Leïla est achetée par un homme d'une quarantaine d'années, qui fait également l'acquisition d'une esclave de 11 ans. « Il nous a dit : “Vous êtes comme mes filles, je ne vous ferai aucun mal.” Bien sûr, nous ne l'avons pas cru. » Un soir, Leïla profite du viol de sa compagne pour s'enfuir. Depuis, la culpabilité la ronge. Ses parents et ses deux frères sont toujours entre les mains de l'EI. Ici ou ailleurs, la jeune femme n'a pas l'énergie de commencer une nouvelle vie : « Je me sens triste, seule, sans but. »

Dessin d'enfant Daech

©Véronique de Viguerie

La résilience des plus jeunes

Même dans l'exil, ces survivantes restent engluées dans leur chagrin.
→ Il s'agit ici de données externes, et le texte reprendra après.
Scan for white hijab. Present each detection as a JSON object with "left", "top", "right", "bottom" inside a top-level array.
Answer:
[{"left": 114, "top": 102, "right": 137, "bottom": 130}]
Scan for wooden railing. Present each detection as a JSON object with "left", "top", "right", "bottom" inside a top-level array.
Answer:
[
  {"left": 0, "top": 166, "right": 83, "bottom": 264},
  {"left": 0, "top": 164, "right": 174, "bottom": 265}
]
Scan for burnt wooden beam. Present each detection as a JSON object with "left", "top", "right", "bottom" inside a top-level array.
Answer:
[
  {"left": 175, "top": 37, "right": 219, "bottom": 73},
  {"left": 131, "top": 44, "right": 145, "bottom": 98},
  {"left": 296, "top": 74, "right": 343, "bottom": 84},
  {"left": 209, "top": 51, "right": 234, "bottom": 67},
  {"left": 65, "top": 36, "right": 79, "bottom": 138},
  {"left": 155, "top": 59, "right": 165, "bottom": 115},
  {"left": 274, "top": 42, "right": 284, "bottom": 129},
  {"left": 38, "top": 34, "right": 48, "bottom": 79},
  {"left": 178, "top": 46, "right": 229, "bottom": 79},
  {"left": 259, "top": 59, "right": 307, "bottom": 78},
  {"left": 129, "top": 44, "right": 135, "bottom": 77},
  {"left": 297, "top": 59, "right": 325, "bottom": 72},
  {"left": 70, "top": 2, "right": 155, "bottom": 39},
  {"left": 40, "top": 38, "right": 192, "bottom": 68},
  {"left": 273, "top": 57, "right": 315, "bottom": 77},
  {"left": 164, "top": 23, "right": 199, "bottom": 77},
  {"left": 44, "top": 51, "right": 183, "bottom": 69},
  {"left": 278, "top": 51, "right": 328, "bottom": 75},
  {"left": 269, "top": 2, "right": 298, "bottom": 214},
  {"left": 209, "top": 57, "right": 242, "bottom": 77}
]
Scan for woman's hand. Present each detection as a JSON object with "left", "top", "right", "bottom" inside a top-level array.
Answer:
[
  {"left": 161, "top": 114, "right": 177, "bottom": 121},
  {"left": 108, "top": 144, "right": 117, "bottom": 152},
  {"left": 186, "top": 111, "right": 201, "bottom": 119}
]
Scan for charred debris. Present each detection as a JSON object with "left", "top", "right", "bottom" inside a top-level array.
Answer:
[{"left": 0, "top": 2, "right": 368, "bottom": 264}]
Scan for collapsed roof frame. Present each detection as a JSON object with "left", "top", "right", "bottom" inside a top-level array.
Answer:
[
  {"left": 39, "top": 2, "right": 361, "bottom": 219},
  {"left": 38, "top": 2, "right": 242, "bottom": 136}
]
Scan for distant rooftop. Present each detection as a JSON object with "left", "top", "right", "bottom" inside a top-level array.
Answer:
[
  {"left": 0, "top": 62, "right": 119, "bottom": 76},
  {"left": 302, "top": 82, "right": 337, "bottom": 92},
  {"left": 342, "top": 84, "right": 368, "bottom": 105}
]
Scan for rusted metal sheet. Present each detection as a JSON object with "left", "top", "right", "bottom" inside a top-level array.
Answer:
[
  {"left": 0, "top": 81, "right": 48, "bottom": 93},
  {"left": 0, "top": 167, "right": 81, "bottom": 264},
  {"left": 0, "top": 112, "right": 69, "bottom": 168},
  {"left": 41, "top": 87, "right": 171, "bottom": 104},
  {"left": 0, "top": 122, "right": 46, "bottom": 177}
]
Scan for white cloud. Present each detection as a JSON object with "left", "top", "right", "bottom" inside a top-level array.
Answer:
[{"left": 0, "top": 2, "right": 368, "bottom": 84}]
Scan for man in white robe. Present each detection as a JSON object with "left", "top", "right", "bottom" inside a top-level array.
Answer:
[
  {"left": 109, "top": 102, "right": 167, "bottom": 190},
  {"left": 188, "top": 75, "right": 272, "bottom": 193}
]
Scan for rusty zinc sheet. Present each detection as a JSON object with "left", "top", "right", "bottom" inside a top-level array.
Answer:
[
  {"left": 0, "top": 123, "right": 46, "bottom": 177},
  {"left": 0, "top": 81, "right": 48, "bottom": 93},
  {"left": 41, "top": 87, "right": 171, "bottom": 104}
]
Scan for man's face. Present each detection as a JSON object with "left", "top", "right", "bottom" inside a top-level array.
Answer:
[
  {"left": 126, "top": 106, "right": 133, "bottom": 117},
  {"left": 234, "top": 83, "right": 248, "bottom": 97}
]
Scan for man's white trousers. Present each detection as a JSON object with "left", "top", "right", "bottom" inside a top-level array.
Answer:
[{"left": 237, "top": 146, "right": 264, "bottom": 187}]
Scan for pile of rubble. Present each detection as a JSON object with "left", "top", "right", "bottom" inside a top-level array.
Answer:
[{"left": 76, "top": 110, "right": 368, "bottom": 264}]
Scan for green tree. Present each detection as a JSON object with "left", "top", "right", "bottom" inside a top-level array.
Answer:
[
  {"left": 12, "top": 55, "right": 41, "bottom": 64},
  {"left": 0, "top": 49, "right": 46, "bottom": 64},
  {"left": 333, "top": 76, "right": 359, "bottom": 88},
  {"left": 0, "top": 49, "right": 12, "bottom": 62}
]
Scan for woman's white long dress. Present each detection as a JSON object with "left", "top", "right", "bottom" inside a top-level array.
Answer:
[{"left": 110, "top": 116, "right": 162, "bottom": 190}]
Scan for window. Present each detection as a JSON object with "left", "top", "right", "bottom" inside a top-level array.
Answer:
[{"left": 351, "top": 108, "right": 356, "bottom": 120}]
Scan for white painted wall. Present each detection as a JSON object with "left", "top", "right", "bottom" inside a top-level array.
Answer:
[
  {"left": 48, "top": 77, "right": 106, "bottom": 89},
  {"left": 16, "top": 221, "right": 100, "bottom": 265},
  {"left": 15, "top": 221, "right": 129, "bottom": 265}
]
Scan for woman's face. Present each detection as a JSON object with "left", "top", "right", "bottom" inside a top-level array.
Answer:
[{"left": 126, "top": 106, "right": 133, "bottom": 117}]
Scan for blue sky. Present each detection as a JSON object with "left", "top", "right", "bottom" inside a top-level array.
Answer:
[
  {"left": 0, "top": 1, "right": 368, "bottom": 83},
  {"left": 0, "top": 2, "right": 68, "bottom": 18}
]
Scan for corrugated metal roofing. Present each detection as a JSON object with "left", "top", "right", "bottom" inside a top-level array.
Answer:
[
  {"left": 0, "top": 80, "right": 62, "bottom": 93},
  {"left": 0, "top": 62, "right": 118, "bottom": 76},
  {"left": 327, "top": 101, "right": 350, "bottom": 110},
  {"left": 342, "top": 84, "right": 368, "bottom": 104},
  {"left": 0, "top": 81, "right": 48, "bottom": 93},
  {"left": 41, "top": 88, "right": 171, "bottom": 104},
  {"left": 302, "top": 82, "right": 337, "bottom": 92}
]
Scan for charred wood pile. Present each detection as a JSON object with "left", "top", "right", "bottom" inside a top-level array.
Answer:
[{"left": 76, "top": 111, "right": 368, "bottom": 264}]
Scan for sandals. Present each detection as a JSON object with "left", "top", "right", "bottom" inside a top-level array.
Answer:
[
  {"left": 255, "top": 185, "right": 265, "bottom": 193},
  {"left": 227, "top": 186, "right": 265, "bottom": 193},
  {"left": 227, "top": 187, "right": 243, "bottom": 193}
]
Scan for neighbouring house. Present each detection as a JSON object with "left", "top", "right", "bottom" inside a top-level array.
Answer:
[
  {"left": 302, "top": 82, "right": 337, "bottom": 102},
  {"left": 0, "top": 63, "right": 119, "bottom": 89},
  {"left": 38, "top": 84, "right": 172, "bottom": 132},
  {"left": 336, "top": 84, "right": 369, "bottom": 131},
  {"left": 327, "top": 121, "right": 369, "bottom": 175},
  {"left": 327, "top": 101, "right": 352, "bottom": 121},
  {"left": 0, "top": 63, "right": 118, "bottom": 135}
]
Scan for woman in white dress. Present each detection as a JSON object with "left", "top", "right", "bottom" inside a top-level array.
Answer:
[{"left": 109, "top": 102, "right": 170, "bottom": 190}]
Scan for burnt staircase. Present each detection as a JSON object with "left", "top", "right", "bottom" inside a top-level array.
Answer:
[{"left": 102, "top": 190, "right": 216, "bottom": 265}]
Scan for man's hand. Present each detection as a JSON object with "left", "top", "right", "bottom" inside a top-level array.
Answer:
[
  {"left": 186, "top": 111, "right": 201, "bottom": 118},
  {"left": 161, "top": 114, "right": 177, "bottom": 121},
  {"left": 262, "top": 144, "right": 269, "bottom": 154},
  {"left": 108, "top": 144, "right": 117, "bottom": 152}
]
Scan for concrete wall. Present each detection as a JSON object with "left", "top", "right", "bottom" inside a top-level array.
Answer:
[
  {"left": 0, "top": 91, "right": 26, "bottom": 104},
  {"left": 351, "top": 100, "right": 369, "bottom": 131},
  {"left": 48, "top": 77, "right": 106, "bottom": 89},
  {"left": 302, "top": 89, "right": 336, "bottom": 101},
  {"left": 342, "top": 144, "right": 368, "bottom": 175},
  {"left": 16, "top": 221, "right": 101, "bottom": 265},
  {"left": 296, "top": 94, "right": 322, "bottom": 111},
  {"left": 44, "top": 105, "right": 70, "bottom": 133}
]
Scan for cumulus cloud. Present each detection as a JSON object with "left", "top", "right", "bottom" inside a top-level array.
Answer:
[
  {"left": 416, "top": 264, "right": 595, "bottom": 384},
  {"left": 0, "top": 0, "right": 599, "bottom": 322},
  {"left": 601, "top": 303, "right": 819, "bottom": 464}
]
Bouchra, 36 ans, passe ses journées, prostrée, dans sa chambre. Achetée par un djihadiste de Raqqa, elle a été violée pendant neuf mois devant ses trois jeunes enfants. Chaque nuit, son petit dernier, 4 ans, se réveille en hurlant. Son aîné, 17 ans, a été recruté de force par l'EI et envoyé dans un camp d'entraînement au djihad. D'une voix basse, Madjid raconte l'apprentissage obligatoire du Coran, dont il peut encore réciter soixante-sept versets par cœur, la formation intensive au maniement des armes et les exécutions publiques. « Une fois, ils ont surpris un des leurs en train de vendre de la drogue. Ils nous ont forcés à regarder quand ils l'ont égorgé. » Le fils de Bouchra a été relâché moyennant 10 000 $, quelques semaines après sa mère et ses frères et sœurs, rachetés 50 000 $. Selon le témoignage d'habitants de son village, son père, introuvable, serait enseveli dans une fosse commune. « Parfois, je préférerais être morte que veuve, criblée de dettes et assommée de cauchemars », dit sa mère en sanglotant. « Pour les plus âgées, le processus de reconstruction est particulièrement délicat, à cause de la pression sociale et du poids des croyances religieuses », note le docteur Ilhan Kizilhan, spécialisé dans le domaine du traumatisme psychique, qui a notamment travaillé avec les victimes des guerres de l'ex-Yougoslavie ou du génocide au Rwanda. Le psychiatre, de confession yézidie, observe en revanche une résilience « bluffante » chez ses patientes âgées d'une dizaine d'années. Des gamines qui, après quelques semaines en Allemagne, se remettent à manger, parler, sourire, vivre normalement. Rounak, 8 ans, a appris à parler couramment l'allemand en six mois : « J'aime tout de mon nouveau pays, et même aller à l'école. Rien ne me manque de mon ancienne maison, sauf ma maman », toujours entre les griffes des hommes de l'EI, comme près de 4 000 femmes et enfants. Alors que le Programme des quotas spéciaux du Bade-Wurtemberg –autorisé et financé pour 1 100 personnes – s'est terminé en janvier dernier, des centaines d'autres rescapées attendent, dans des camps de misère, une aide qui ne vient pas.